2. Ascertaining the differences between the prior art and the claims at issue.
3. Resolving the level of ordinary skill in the pertinent art.
4. Considering objective evidence present in the application indicating obviousness or nonobviousness.
This application currently names joint inventors. In considering patentability of the claims the examiner presumes that the subject matter of the various claims was commonly owned as of the effective filing date of the claimed invention(s) absent any evidence to the contrary. Applicant is advised of the obligation under 37 CFR 1.56 to point out the inventor and effective filing dates of each claim that was not commonly owned as of the effective filing date of the later invention in order for the examiner to consider the applicability of 35 U.S.C. 102(b)(2)(C) for any potential 35 U.S.C. 102(a)(2) prior art against the later invention.
Claims 1-3, 5-7, and 9-20 are rejected under 35 U.S.C. 103 as being unpatentable over Qiao et al (US 20190053147 A1), and further in view of Madisetti et al (US 20220166626 A1).
Regarding claim 1, Qiao teaches
A method, comprising ([Fig. 8A] and [0004] method of establishing dedicated network slices):
receiving, from a client application on a user equipment (UE) device, a dynamic slice request for a traffic descriptor value, wherein the dynamic slice request includes an application identifier for the client application, authorization credentials, and a quality of service (QoS) parameter for the client application ([0101] application in wireless device 100 (client application in a UE); [Fig. 8A] and [0093] wireless device 100 sends registration request (dynamic slice request) to (R)AN 105, which can involve access authorization based on profiles (authorization credentials included); [Fig. 7] and [0102]-[0103] packets are marked at the wireless device to indicate QoS flow parameters, which are provided along with a QoS Flow Identity QFI (application identifier for the client application) to the (R)AN in the establishment phase over N2 (sent from the wireless device during the registration, i.e. the slice request); [0118] a network slice selection policy NSSP is provisioned to the wireless device, which associates an application with a certain S-NSSAI (dynamic slice request for a traffic descriptor value));
generating the traffic descriptor value ([0118] a network slice selection policy NSSP is provisioned (generated) to the wireless device, which associates an application with a certain S-NSSAI (generating traffic descriptor value)),
pushing, in response to the dynamic slice request, updated UE Route Selection Policy (URSP) rules to a modem of the UE device, wherein the updated URSP rules associate the traffic descriptor value with a network slice identifier ([0092], [0130], and [Fig. 13] PCF can provide (create/update) policy information to the wireless device 100 (UE) via a message, where the policy information includes URSP; [0095] wireless device 100 can include a modem; [0093] initial registration procedure in Fig. 8A allows the wireless device to receive further services from the network (services are performed in response to the initial registration request and registration process; i.e. the services in Fig. 13 are performed in response to the registration of Fig. 8, thus the policy information message is sent in response to the initial registration request); [0118] the network slice selection policy NSSP includes the S-NSSAI (traffic descriptor value); [0092] URSP is grouped with network slice selection policy NSSP and network slice ID (traffic descriptor value associated with network slice identifier); [Fig. 13] and [0127]-[0128] the network slice ID is generated that includes QoS policy, which can indicate minimum required bandwidth for a network slice (associated with a network slice));
receiving, from the UE device, a protocol data unit (PDU) session establishment request that includes network slice selection information based on the traffic descriptor value ([0118] the wireless device (UE) requests establishment of a PDU session (sending PDU session establishment request) corresponding to the S-NSSAI (network slice selection information that is based on the traffic descriptor value)).

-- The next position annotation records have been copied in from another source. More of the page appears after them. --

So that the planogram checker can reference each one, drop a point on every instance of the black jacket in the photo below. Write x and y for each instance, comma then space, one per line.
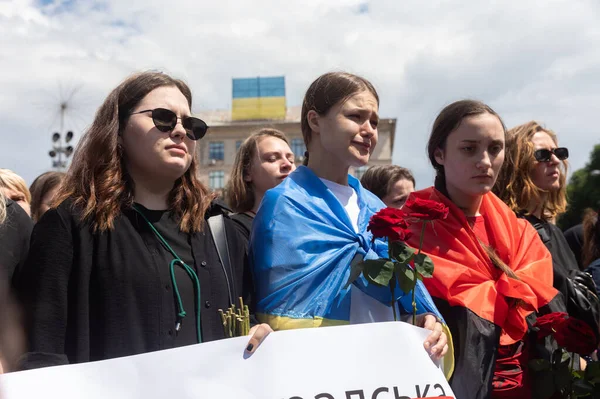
15, 233
93, 296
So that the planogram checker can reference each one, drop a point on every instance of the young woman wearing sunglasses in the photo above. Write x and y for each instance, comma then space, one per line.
533, 184
126, 262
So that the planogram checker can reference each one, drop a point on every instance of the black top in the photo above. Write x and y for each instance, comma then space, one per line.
15, 233
574, 237
563, 260
243, 222
93, 296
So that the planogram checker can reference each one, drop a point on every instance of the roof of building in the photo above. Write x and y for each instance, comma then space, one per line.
223, 117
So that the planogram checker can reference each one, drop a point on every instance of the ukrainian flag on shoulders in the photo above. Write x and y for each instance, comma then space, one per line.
258, 98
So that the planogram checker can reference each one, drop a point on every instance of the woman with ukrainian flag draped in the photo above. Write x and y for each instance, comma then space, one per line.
311, 227
492, 273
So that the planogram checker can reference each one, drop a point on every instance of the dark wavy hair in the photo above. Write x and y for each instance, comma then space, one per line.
380, 179
97, 181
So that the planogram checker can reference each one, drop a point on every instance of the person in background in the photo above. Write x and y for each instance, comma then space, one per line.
43, 189
14, 188
533, 184
310, 228
490, 269
262, 162
591, 246
391, 183
15, 231
128, 261
574, 237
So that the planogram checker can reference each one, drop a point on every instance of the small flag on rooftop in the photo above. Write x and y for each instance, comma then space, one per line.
258, 98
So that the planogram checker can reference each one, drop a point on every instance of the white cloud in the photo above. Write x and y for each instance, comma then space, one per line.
528, 59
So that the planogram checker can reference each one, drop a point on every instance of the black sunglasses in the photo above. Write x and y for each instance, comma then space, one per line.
165, 120
544, 155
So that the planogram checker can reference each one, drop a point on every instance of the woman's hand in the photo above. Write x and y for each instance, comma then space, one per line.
437, 342
258, 333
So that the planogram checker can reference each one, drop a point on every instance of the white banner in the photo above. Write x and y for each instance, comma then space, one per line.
367, 361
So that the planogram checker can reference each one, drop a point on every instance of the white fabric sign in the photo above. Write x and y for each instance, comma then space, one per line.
366, 361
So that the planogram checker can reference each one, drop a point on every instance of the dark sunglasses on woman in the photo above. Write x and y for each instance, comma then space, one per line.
544, 155
165, 120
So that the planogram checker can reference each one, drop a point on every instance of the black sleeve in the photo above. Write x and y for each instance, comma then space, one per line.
15, 234
574, 237
42, 285
242, 228
238, 243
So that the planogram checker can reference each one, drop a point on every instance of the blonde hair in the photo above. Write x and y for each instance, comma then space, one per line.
515, 185
239, 193
2, 207
9, 179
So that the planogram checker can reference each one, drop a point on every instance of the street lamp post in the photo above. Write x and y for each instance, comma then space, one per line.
61, 151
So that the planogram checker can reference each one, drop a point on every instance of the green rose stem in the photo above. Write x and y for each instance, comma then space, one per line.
393, 298
571, 375
392, 282
416, 278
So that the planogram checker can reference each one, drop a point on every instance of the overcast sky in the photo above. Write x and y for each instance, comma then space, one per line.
527, 59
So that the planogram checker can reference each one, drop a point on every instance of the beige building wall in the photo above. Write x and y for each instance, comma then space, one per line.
226, 135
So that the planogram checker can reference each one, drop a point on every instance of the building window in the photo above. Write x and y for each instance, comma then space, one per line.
298, 148
216, 179
360, 171
216, 150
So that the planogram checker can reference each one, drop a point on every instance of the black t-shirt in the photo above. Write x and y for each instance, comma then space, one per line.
15, 233
166, 225
563, 259
91, 295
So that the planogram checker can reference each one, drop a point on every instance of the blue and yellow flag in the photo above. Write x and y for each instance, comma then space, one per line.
302, 245
258, 98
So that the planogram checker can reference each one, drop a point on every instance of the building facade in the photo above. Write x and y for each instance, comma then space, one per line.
218, 148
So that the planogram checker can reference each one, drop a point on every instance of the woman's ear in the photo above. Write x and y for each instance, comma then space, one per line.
438, 154
313, 121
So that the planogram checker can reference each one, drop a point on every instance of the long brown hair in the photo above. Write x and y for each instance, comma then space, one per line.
515, 186
328, 90
239, 193
591, 238
380, 179
97, 181
447, 121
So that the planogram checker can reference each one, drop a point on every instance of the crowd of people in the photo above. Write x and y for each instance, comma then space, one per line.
128, 252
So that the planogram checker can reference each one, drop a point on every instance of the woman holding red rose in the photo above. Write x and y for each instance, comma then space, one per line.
492, 274
313, 226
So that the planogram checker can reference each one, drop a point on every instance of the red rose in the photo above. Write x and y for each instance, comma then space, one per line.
576, 336
422, 209
390, 223
549, 323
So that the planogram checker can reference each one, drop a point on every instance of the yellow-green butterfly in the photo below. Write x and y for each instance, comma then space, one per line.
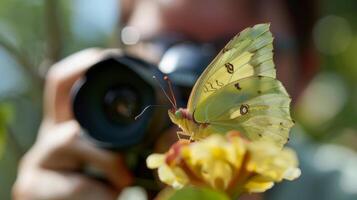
239, 91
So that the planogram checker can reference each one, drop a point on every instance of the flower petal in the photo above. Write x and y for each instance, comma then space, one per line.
155, 160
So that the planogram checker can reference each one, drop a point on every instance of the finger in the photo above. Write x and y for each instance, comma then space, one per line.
65, 149
61, 78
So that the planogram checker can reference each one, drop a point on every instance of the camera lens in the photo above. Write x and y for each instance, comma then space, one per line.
121, 105
109, 96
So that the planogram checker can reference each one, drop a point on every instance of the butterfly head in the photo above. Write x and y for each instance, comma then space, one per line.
179, 114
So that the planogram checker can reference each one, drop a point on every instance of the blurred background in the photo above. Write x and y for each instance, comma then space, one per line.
36, 33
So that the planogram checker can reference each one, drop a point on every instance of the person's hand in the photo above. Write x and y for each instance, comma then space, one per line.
51, 169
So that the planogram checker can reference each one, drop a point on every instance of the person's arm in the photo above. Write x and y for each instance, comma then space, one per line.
51, 169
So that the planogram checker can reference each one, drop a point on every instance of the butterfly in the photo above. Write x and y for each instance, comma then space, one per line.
239, 91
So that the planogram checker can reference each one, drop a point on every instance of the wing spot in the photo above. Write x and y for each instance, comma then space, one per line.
229, 67
237, 86
244, 109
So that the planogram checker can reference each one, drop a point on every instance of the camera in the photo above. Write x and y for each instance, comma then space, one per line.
119, 87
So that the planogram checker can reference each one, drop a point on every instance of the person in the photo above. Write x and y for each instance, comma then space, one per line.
51, 168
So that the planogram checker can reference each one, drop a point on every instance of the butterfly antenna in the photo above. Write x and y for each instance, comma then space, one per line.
147, 107
166, 78
167, 96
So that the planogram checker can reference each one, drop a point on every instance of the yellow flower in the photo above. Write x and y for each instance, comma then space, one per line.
230, 164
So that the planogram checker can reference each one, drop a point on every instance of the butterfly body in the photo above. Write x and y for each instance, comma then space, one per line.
239, 91
191, 129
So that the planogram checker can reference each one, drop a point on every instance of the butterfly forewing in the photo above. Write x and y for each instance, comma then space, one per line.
246, 55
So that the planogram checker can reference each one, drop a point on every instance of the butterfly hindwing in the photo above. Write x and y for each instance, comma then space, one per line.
256, 106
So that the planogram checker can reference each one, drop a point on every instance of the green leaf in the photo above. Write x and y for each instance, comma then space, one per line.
6, 116
195, 193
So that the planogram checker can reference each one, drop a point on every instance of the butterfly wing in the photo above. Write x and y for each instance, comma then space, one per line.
257, 106
238, 90
247, 54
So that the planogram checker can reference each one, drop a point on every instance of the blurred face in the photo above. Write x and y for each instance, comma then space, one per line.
204, 20
210, 20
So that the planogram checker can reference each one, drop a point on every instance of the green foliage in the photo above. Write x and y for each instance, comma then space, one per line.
5, 118
194, 193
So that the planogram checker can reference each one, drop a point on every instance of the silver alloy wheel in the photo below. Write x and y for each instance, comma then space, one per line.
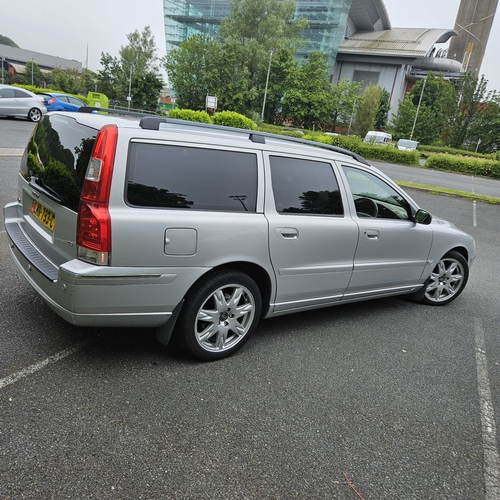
225, 318
34, 115
446, 280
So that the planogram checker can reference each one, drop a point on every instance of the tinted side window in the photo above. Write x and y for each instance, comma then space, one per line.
57, 156
191, 178
374, 198
305, 187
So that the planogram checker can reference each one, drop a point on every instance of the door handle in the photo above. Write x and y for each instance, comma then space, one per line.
371, 234
289, 233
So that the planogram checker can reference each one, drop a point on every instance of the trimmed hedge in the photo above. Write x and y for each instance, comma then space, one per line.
389, 153
452, 151
190, 115
473, 166
233, 119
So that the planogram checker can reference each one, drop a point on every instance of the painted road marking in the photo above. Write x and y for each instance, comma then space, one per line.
4, 382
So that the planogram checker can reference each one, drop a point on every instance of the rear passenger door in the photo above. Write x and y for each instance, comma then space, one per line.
312, 241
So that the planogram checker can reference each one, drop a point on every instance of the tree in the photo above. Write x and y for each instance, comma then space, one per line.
146, 90
436, 101
140, 52
470, 98
194, 70
308, 101
383, 110
343, 96
109, 78
257, 28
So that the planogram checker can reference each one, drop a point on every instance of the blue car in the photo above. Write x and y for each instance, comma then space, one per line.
61, 102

Qiao does not explicitly teach generating, in response to the dynamic slice request, the traffic descriptor value, wherein the traffic descriptor value is included in an access token, secured using a digital signature, that also indicates the application identifier and the QoS authorized for the client application;
sending, based on the dynamic slice request and separately from the pushing, the access token including the traffic descriptor value to the client application; and
It should be noted that as is discussed above, Applicant does not have sufficient support for the “the traffic descriptor value is included in an access token” of the “generating” limitation, and the “access token including the traffic descriptor value” feature of the “sending” limitation. For examination purposes, this feature is interpreted in light of the instant Specification where the traffic descriptor value includes the access token instead.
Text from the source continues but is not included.